Kempten, die ehemals bedeutende Römerstadt, gibt 752 wieder Lichtzeichen in diesem Geschichts-Dunkel. Ein Mönch auf der Insel Reichenau notierte – allerdings erst im 11. Jahrhundert–, dass in jenem Jahr ein gewisser Audogar ein Kloster gründete und als Abt führte. Ob und in welchem Zusammenhang dies mit dem Wirken von Magnus stand, der ja auf seiner Reise von St. Gallen nach Füssen in Kempten Station machte, ist ungeklärt.
Etwa zur selben Zeit entstanden im Land vor dem Alpen weitere Klöster – oder zumindest Mönchszellen, etwa durch Magnus in Füssen sowie in Ottobeuren, wo 764 als Gründungsdatum gilt. Später werden die Klöster zu Mittelpunkten von Kunst, Kultur und Bildung, manche Äbte zu Landesfürsten.
Welche politischen Veränderungen und kriegerischen Erschütterungen die Menschen zwischen Bodensee und Lech im Frühmittelalter erleben und erdulden mussten, ist heute noch nicht ganz klar. Der Scheidegger Historiker Hartung arbeitet gerade daran, die Organisation in Grafschaften zu beleuchten. In den St. Gallener Urkunden taucht demnach ein Welf als erster Graf für das Albgau (heutiges Westallgäu) auf. Die mächtigen Franken, die Alamannien (und damit auch das Alpenvorland) ab 537 teilweise und ab 746 vollständig beherrschten, setzen Statthalter ein, um ihre Macht zu sichern. Außerdem sorgten sie dafür, dass sich bei den Christen die Dreifaltigkeitslehre endgültig gegen den Arianismus durchsetzte.

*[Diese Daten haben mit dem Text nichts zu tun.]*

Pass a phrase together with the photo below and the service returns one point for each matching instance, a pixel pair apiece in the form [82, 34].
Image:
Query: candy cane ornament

Die Ungarn bringen "massise Zerstörungen"
Vermutlich war es recht ruhig in diesen 500 Jahren des frühen Mittelalters. Der Krieg kam erst wieder im 10. Jahrhundert ins Alpenvorland, das mittlerweile Teil des fränkisch regierten Herzogtums Schwaben war. Die Magyaren (Ungarn) brachten ihn. Das Reitervolk fiel ab dem Jahr 909 immer wieder in Schwaben ein, plünderte und verwüstete Weiler, brannte Siedlungen nieder, tötete Menschen. Bei diesen Raubzügen der Magyaren, die bis zu ihrer Niederlage bei der Schlacht auf dem Lechfeld 955 andauerten, zerstörten die Eindringlinge wohl mehrmals das Kloster Kempten. Der Konvent ging nach Stöttwang ins Ostallgäu. Die Historikerin Birgit Kata schließt daraus, dass die Magyaren in Kempten „massive Zerstörungen“ anrichteten.
In diesen blutigen Zeiten errichteten die Menschen auch in unserer Gegend Fliehburgen, die ihnen und ihren Tieren durch natürliche Gegebenheiten und Wälle Schutz boten. Ab 926 mahnten die herrschenden Franken den Bau von Burgen an. Aber diese Verteidigungsmaßnahme wurde laut Historikerin Kata im Allgäu noch nicht gleich umgesetzt. Erst im 11. Jahrhundert wurde das Allgäu zum Land der Burgen, von denen man heute noch so viele Reste und Ruinen sieht.